A esquerda moribunda está em crise

Rui Gonçalves, Arquitecto

Mais de um milhão e cem mil portugueses puseram politicamente o país em alvoroço.

Já lá vai uma semana e em política, uma semana é imenso tempo, porque as coisas mudam a velocidade impressionante, tudo o que é hoje verdade, pode amanhã ser mentira, mas neste caso, nada mudou ainda, porque as feridas demoram a ser lambidas e os traumas a serem ultrapassados.

A esquerda está em transe absoluto, porque há muito tempo que não sofria um revés tão violento e quando pensavam ter abocanhado e estrangulado o Estado por completo, eis que o elefante entrou na sala e virou o jogo do avesso.

Eles perderam mais de 40 deputados, sim, quarenta e com eles, o sossego do bem bom em que estavam instalados há eternos nove anos, com maiorias de esquerda, a assassinar a nossa matriz identitária e a sociedade em geral, com a esquizofrenia ideológica que os caracteriza.

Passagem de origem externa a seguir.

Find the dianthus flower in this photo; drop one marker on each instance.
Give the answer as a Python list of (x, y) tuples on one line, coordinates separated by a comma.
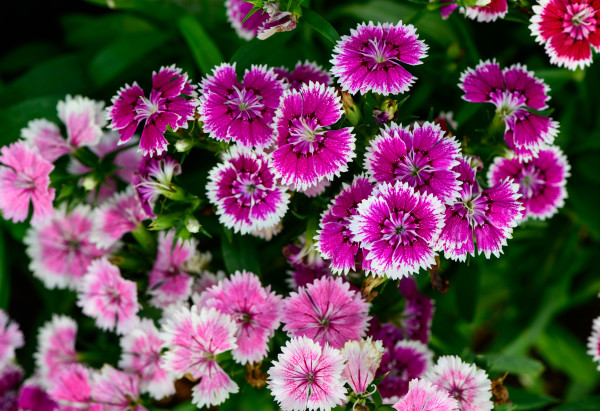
[(307, 152), (369, 59), (327, 311), (256, 311), (466, 383), (108, 298), (307, 375), (169, 104), (489, 215), (244, 190), (541, 181), (399, 228), (25, 178), (513, 91), (421, 156), (242, 112), (334, 239), (194, 338), (568, 29), (61, 248), (424, 396)]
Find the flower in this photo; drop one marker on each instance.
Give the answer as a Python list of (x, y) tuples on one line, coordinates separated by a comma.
[(108, 298), (333, 240), (422, 157), (541, 181), (244, 190), (369, 59), (327, 311), (568, 30), (307, 152), (424, 396), (61, 248), (242, 112), (466, 383), (307, 375), (362, 360), (25, 177), (399, 228), (489, 215), (167, 105)]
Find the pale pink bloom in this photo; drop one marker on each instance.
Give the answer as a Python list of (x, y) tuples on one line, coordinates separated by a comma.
[(363, 358), (307, 376), (108, 298)]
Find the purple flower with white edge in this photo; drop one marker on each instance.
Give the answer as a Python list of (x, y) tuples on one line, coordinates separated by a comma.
[(399, 228), (168, 104), (421, 155), (488, 215), (542, 181), (369, 59), (307, 150), (242, 112), (244, 190)]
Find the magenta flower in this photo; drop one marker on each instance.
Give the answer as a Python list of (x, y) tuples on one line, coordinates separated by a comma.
[(169, 104), (108, 298), (307, 152), (541, 181), (256, 311), (466, 383), (333, 240), (61, 248), (424, 396), (369, 59), (327, 311), (399, 228), (242, 112), (489, 215), (307, 375), (513, 91), (568, 29), (25, 178), (422, 156), (244, 190)]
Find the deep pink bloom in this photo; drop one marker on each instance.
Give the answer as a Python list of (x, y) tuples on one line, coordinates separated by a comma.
[(489, 215), (369, 59), (169, 104), (422, 156), (307, 151), (334, 239), (25, 178), (399, 228), (424, 396), (307, 375), (327, 311), (242, 112), (541, 181), (568, 29), (108, 298), (255, 309)]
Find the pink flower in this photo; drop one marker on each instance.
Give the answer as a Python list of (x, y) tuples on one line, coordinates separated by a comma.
[(327, 311), (369, 59), (424, 396), (307, 375), (169, 104), (256, 311), (466, 383), (307, 150), (108, 298), (242, 112), (568, 29), (25, 178)]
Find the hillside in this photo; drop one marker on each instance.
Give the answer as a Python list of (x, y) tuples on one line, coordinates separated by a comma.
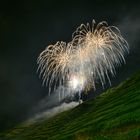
[(114, 114)]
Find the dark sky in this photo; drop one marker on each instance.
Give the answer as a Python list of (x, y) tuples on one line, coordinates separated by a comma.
[(27, 27)]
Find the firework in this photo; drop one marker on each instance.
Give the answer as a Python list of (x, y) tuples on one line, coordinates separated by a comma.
[(92, 56), (101, 47)]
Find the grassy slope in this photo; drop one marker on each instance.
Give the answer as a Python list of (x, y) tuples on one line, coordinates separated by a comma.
[(113, 115)]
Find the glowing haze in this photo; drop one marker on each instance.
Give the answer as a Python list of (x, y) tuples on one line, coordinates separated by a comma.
[(92, 56)]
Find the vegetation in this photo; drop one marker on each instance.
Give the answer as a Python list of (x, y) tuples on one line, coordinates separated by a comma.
[(114, 114)]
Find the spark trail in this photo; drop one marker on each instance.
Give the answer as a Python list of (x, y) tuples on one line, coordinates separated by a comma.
[(92, 56)]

Mas afinal o enguiço quebrou-se, o país acordou, tomou consciência do caos e disse, (C)chega, a anos de decadência política, das instituições, da democracia e acima de tudo decadência da qualidade de vida e virou à direita, sem fazer pisca e pior, eles perceberam que aquelas tais maiorias de esquerda, foram perdidas por muitos anos. Como se não bastasse aquela desgraça e um mal nunca vem só, aquele que eles consideram como um “antro” de fascistas, xenófobos, racistas e homofóbicos, que é o CHEGA, teve mais de um milhão e cem mil votos, assim sem mais menos, aos quatrocentos mil que já existiam no dia nove de março à noite e que eles, na verdade, tinham a secreta esperança de que não seria possível aumentar, juntaram-se mais setecentos mil no dia dez à noite.

E foi assim que de repente, aquela gente foi invadida como que por ataques de caspa e escarlatina e uma semana depois ainda se coçam que nem tontos e trepam paredes, perdidos pela angústia e desespero em que mergulharam e não sabem agora o que fazer.

Estão literalmente desorientados, porque o orçamento do Estado que lhes servia de manjedoura, escapou-se e eles não sabem viver sem o dinheiro dos outros. Agora tentam todos os artifícios para darem sinais de vida, até aqueles grupelhos marxistas extremistas, de quatro ou cinco deputados cada, outrora partidos políticos, parecem baratas tontas e de facto não são baratas, são só tontas, uns em bicos de pés, a convocarem reuniões e cimeiras da tribo, outros a anteciparem moções de censura a “programas” de governo que não existem, nem ninguém conhece, outros ainda a vaticinar que talvez com os quatro deputados eleitos pelos círculos da Europa e Fora da Europa, possam inverter tudo isto e dar uma maioria de esquerda, pensando a matemática como parte integrante das receitas programáticas deles. Enfim, ninguém quer perceber o que lhes aconteceu.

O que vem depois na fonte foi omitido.